La profession rappelle son engagement constant en faveur de la protection des cétacés : déploiement volontaire de dispositifs innovants, participation active aux programmes scientifiques, équipements de suivi embarqués. Les pêcheurs ne contestent ni l’objectif environnemental ni la nécessité d’agir, mais plaident pour une cohabitation durable entre activité humaine et biodiversité.
Les résultats scientifiques récents appellent, selon le CNPMEM, à affiner les réponses.
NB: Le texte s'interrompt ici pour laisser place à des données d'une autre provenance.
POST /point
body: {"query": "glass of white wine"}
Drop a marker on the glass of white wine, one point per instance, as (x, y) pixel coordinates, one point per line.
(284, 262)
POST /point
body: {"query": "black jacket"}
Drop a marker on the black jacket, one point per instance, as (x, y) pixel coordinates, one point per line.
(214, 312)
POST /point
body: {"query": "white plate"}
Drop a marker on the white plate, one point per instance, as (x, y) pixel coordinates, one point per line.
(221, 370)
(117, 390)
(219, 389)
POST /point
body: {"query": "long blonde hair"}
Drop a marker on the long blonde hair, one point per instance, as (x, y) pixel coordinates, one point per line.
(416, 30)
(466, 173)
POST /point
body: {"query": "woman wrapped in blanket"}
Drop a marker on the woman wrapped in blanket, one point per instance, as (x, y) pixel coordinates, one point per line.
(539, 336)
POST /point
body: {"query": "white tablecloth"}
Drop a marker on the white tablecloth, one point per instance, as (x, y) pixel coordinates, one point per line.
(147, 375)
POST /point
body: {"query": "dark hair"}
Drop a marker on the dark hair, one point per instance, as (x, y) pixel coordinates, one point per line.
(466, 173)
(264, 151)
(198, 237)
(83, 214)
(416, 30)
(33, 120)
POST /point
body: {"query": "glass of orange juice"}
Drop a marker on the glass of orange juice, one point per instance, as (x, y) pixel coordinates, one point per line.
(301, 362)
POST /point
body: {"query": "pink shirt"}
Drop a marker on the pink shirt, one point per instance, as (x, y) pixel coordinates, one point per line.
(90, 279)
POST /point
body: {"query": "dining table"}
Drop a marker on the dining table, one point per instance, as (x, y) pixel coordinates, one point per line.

Les campagnes d’observation confirment la stabilité des populations de dauphins communs, tandis que de nouvelles données conduisent à une révision à la baisse des estimations de captures accidentelles. Dans ce contexte, une fermeture généralisée apparaît inadaptée et freine l’expérimentation de solutions techniques ciblées.
Avec près de 300 navires concernés, les impacts économiques sont lourds pour l’emploi maritime, les ports et l’ensemble de la filière. À l’issue de ce troisième cycle, le CNPMEM appelle l’État à ouvrir une nouvelle phase à partir de 2027 : évaluer objectivement les mesures mises en œuvre et construire, avec la science et les professionnels, des alternatives durables à la fermeture judiciaire du golfe de Gascogne.